„Ich erlebe jeden Tag Himmel und Hölle“, sagt Silke Edele. Sie ist Bürgermeisterin in Weilen unter den Rinnen und unterstützt gemeinsam mit der Balingerin Sybille Fleischmann die Initiative „Bürgermeisterin? Ich mach das!“
„Das kann es ja nicht sein“, dachte sich Sybille Fleischmann, als sie während ihrer Kandidatur um den Balinger OB-Posten die Zahlen sah: In Baden-Württemberg sind nur acht Prozent der Bürgermeisterinnen Frauen – obwohl sie 70 Prozent Anteil der Studierenden an den Verwaltungshochschulen ausmachen. Fleischmann, Tochter des ehemaligen Balinger Oberbürgermeisters Eugen Fleischmann, recherchierte weiter und wurde beim Städtetag fündig.
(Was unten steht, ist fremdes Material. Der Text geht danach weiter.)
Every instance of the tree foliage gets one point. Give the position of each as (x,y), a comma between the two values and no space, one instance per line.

Der Städtetag Baden-Württemberg wird bei der Kampagne finanziell vom Innenministerium unterstützt. Fleischmann ist Teil des externen Projektteams. Das Ziel: „Den Frauen Mut machen, sich zu zeigen, Verantwortung zu übernehmen, sich den Job überhaupt zuzutrauen.“ Das soll mit Vorbildern funktionieren, die in Videos auf der Homepage vorgestellt werden. Die Schramberger Oberbürgermeisterin Dorothee Eisenlohr, die Sasbacher Bürgermeisterin Dijana Opitz oder Silke Edele.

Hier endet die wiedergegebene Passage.